A few important points about the Docker configuration:

  1. I spent some time trying to inherit from an image higher up in the dependency chain (as suggested here), but I ended up using the Dockerfile that Erik had written for the l2l hub instead.
  2. It intentionally does everything, without using any of the onbuild tricks that the pangeo stack uses. Again, this relies on Erik’s lead on the l2l image config.
  3. I still have some work to do to figure out how to install some tricky dependencies. In particular, some of our software relies on cvxpy for convex optimization methods, and that turns out to be a bit of a pain to install, even with conda (why oh why are there so many conflicts with conda? Is that a new thing?).
  4. One big gotcha with ghcr is that images are per default private and you have to explicitely make an image public for the hub to be able to pull that.

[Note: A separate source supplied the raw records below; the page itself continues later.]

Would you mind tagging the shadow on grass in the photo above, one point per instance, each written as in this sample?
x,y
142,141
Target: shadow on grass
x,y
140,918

The initial installation of the hub and upgrades are done via:

helm upgrade --wait --install --render-subchart-notes \
    dhub dask/daskhub \
    --version=4.5.7 \
    --values=secrets.yaml

The code I use to start a cluster and use it in notebooks:

from dask_gateway import GatewayCluster
gateway = GatewayCluster()
gateway.scale(n_workers)
client = gateway.get_client()

Things I still need to sort out:

  1. This issue is still happening with this configuration. That is, using the dask labextension currently doesn’t work (and could confuse users, as it launches a LocalCluster). I can still get a view on the work that the cluster is doing by clicking on the provided dashboard link.
  2. The initialization of the GatewayCluster class instance is still a bit flaky. It looks like maybe it takes a while for the dask-scheduler pod to get started on a cold cluster, so I sometimes need to repeat this step a couple of times, before it works.
  3. My current configuration has 2GB RAM per worker. That might be a little low for the kinds of things we’d like to do with this.
  4. It would be great to automate everything, so that changes to configuration immediately trigger an update to the hub. Right now, I have to make a PR for the docker image to build (at least that’s automated!), then merge the PR and wait for it to build, copy the hash of the new version of the image into my secrets.yaml file and run the upgrade on my laptop. I know it’s possible to have the CI/CD do all of this, but I would still need to piece it together. I realize that this will save more time in the long run. Sigh.

Finally, something a bit more meta. All this made me think of conversations that I was recently part of where people said things like “we are scientists, not cloud engineers!”, suggesting that large research collaborations should rely (exclusively?) on non-scientists with specialized knowledge to design, implement and maintain systems like this. I’d like to push against that notion just a bit. It’s true that I am relying on Erik and others with the specialized expertise as a starting point for this work, but I think that understanding how these systems and technologies work a bit better is relevant to scientific knowledge creation in many fields where this technology is going to be used. Just like I believe software engineering is. Or math. This doesn’t neccesarily mean that we should drop everything and just focus on cloud engineering issues, but we should try to make sure that it has a place within our work. For me personally, one of my main learning points from all this was to more effectively use kubectl describe pod to debug issues that come up and try to interpret events that happened that caused issues to arise. There’s definitely more to learn.

EDIT (20210215): After first writing this post, I figured out some things that were originally wrong, so I fixed them in the config file that I posted here. I also discovered (maybe that shouldn’t have been a surprise?) that some issues that come up can be “fixed” by turning the damn thing off and then on again. In this case, I ran into some really puzzling behaviors with dask schedulers dying on me left and right, leaving me unable to run anything on the cluster (basically a persistent form of issue 2 above). Power cycling the Azure VMs seems to have resolved that issue.